Find $$\lim_{(x,y) \to (0,0)}\frac{3x^{2}y}{x^{2}+y^{2}}$$ if it exists.
From my textbook, it said that the limits along the parabolas $$y=x^{2}\text{ and } x=y^{2}$$ also turn out to be 0.

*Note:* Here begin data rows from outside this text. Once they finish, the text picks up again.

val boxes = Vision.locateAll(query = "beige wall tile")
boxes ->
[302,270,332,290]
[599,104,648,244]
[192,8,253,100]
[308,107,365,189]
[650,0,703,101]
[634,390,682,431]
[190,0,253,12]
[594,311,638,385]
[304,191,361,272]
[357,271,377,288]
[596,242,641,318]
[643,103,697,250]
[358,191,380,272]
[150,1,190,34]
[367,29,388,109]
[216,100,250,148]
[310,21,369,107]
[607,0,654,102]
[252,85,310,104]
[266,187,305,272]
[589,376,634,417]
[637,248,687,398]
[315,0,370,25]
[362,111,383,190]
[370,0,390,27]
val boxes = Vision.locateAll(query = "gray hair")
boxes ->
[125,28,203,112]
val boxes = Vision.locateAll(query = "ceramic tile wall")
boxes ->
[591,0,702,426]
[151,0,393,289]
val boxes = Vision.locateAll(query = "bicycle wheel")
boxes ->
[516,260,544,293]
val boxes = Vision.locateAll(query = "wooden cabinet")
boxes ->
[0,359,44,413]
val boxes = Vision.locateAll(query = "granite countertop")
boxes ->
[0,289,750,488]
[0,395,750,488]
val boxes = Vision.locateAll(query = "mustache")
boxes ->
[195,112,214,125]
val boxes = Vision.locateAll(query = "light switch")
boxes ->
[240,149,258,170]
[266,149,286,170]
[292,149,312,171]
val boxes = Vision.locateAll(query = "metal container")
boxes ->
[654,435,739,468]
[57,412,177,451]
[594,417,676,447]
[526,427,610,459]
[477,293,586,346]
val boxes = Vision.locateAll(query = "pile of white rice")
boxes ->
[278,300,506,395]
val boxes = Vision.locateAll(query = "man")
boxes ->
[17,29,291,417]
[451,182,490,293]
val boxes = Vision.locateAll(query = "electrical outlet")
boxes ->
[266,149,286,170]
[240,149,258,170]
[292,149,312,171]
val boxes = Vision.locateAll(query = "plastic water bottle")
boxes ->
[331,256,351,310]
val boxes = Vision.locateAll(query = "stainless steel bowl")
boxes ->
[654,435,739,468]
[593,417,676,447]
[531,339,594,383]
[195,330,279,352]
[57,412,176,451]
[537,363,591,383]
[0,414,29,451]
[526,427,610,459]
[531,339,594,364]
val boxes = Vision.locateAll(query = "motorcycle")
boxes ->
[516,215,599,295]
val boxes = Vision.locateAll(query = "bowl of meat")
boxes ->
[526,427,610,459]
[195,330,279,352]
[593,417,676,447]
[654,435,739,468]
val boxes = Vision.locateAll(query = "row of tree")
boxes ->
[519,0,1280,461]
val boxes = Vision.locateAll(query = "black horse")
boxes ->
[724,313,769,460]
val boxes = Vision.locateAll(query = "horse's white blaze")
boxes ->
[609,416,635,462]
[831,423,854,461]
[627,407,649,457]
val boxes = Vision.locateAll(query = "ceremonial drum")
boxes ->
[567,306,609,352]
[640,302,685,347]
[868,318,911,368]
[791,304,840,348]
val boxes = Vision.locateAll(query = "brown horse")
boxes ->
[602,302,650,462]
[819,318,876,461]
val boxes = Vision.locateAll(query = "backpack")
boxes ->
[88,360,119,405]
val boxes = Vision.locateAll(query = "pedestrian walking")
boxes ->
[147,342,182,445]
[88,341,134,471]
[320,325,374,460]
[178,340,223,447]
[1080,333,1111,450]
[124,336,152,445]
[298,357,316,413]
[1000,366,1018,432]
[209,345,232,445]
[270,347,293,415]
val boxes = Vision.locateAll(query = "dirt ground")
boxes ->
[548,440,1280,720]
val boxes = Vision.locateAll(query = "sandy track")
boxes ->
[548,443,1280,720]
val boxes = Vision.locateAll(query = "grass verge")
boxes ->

I couldn't figure out why, as if we set $$x=y^{2}$$, for example
then $$\lim_{(x,y) \to (0,0)}\frac{3x^{4}}{x^{2}+(x^{2})^{2}}$$
$$\lim_{(x,y) \to (0,0)}\frac{3x^{4}}{x^{2}+x^{4}}$$ $$\lim_{(x,y) \to (0,0)}\frac{3}{0+1}$$ then the answer is supposed to be $3$? right?
Note that
$$\lim_{x\to \infty}\frac{3x^{4}}{x^{2}+x^{4}}=3$$ but $$\lim_{x\to 0}\frac{3x^{4}}{x^{2}+x^{4}}=\lim_{x\to 0}\frac{3x^{2}}{1+x^{2}}=0.$$
On $y=x^2$ we have $$ \frac{3x^2y}{x^2+y^2}=\frac{3x^4}{x^2+x^4}= \frac{3x^4}{x^2(1+x^2)}=\frac{3x^2}{1+x^2} $$ which has limit $0$ when $x\to0$.
On $x=y^2$ we have $$ \frac{3x^2y}{x^2+y^2}=\frac{3y^5}{y^4+y^2}=\frac{3y^5}{y^2(y^2+1)} =\frac{3y^3}{y^2+1} $$ which again has limit $0$ for $y\to0$.
A smaller (in magnitude) denominator means a larger number in magnitude (given numerator are the same).
$$|\frac{3x^2y}{x^2+y^2}| \leq |\frac{3x^2y}{x^2}|=|3y| \to 0$$
Then conclude with squeeze theorem.
Your error is that $\frac{x^2}{x^4}=\frac{1}{x^2} \to \infty$ not zero.
So the denominator goes to infinity and hence your limit goes to $0$ as claimed in the book.